L’étude de l’espace, du territoire et de la mobilité chez les Baka du Gabon a permis de mettre en évidence plusieurs points importants. Ceux-ci conduisent à une meilleure compréhension des transformations en cours et des dynamiques en présence. Les transformations dont il est question ici concernent la perception de l’espace naturel et culturel, la nature et l’organisation du territoire au sein de cet espace pluriel et les types de mobilités attestés chez des communautés très minoritaires qui se trouvent confrontées à un environnement « naturel » changeant, à des pressions exercées par d’autres groupes d’humains (politique de fixation dans l’espace national afin de faciliter le recensement des individus, processus d’assimilation ethnique intentionnelle ou induit par les rapports de force ou l’interaction entre systèmes, etc.) et à des interrogations collectives concernant la validité de leur propre mode de vie et la pérennisation de celui-ci.
La sédentarisation imposée et la dynamique du monde contemporain sont deux facteurs exogènes importants entraînant bon nombre de transformations.
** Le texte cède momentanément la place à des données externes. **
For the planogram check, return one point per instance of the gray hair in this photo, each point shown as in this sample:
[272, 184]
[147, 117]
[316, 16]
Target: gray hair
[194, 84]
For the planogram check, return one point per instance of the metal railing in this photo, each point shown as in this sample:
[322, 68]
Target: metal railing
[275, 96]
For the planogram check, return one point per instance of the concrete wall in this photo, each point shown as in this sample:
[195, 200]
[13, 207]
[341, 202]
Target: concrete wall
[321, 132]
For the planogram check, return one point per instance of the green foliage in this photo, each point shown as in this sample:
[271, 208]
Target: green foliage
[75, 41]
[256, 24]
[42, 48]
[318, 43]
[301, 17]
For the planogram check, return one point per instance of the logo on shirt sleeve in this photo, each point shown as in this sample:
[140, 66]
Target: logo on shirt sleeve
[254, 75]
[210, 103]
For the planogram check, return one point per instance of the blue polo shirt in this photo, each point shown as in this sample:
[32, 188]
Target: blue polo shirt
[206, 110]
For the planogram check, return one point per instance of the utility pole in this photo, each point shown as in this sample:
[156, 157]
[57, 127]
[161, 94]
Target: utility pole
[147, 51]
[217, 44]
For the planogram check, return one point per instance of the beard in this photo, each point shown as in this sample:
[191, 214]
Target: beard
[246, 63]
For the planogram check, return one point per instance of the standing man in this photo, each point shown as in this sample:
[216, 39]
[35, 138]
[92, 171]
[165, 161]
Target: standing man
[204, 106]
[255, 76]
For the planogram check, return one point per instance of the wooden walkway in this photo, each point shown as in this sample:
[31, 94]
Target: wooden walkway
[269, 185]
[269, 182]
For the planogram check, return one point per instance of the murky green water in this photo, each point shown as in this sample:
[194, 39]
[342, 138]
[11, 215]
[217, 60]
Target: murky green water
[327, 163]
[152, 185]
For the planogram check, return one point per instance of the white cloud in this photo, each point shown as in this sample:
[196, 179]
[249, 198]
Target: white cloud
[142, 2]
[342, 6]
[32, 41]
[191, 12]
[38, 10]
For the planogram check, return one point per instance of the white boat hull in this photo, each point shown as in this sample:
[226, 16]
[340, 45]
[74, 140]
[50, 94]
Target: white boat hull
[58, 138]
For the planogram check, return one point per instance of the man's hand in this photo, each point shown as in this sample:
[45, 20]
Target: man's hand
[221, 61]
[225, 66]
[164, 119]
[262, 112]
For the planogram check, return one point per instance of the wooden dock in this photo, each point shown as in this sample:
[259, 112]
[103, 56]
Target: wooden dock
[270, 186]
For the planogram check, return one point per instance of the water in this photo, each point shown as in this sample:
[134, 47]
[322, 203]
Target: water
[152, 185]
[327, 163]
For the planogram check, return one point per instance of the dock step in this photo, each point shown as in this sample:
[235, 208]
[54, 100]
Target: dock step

Les villages se situant désormais à proximité des Fang, le contact devient de l’ordre du quotidien et la nature des contacts se modifie également. Il s’ensuit un certain nombre d’adaptations et de changements dont un aperçu relativement détaillé a été présenté dans ce chapitre, comme les constructions en dur, les conséquences pour la langue et les conséquences pour la mobilité. Pour ce qui est de la vie au village, on note une diminution de certaines pratiques culturelles, ayant une incidence manifeste sur l’ambiance au sein de ce nouveau lieu d’habitation. On entend beaucoup moins de contes au village qu’en forêt. Il en est de même pour les rituels intimement liés au milieu forestier. Si des pratiques rituelles comme Edzengui se maintiennent, celle du Kose, par exemple, sont moins visibles au village. L’atmosphère et l’ambiance du village étant moins propices que celles de la forêt. Cette dernière paraît effectivement très vivante dans la mesure où beaucoup de bruits d’animaux constituent un fond sonore permanent, et constitue le décor « naturel » et donc tout désigné pour certaines pratiques ancestrales.
Les adaptations introduisent une certaine dualité au sein de l’espace et des comportements linguistiques et culturels, opposant forêt et village. Toutefois, la majeure partie des changements documentés se présentent selon des degrés d’avancement variables qui sont fonction d’une multiplicité de facteurs, comme notamment la distance géographique (proximité des Fang et intensité des contacts) et les mariages mixtes.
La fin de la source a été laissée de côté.